One of the best parts about Batman is also his greatest weakness: he's only human, and therefore susceptible to looking as stupid and idiotic as the rest of us. Most people are all too familiar with his brush with bat-nipples and his shark-repellant phase. His deepest and darkest secrets, however, are buried deep within his comics origins. Below are five truly embarrassing moments from a man who is not afraid to wear underwear over his pants.
Batman's true religion is justice, which never takes a holiday. But stalking the streets 365 days a year means that, at some point, tinsel and holly will briefly impede crime fighting before they are used as improvisational restraints following righteous beatings. Christmas typically brings Mr. Freeze or some gimmicky dickweed like Calendar Man out of the woodwork, going balls-out in hopes of destroying the pagan tradition turned-Christian holiday turned-annual Walmart sacrificial stampede ritual. In Batman #219, the GCPD somehow convinces the world's greatest detective to blow off his endless neighborhood watch and belt out a few ballads. They sing for a while, and for a brief moment Batman believes that Christmas is something else other than a reminder that his dead parents aren't getting him any presents. Just when the yuletide couldn't get any cheerier, our hero has a shocking realization...

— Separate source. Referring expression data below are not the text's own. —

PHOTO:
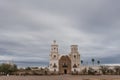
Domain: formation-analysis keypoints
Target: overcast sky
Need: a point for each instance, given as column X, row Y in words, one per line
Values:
column 28, row 27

Amidst the joy of singing songs about his own body odor, the disrepair of the Batmobile and Robin spontaneously producing an egg from his butthole, Batman completely spaced the "Joker got away" thing. As it turns out, Gotham was inspired by the power of Batman to cease committing crimes for an entire night. In one scene, a kid steals a bitchin' Batman action figure only to return it later because he decides that the real Batman would toss his delinquent ass in a Blackgate iso cell. So for a few hours, nobody was mugged, assaulted or murdered in Gotham City. And Santa brought Bruce Wayne another present that year -- willful ignorance of the plague of unreported violent crimes.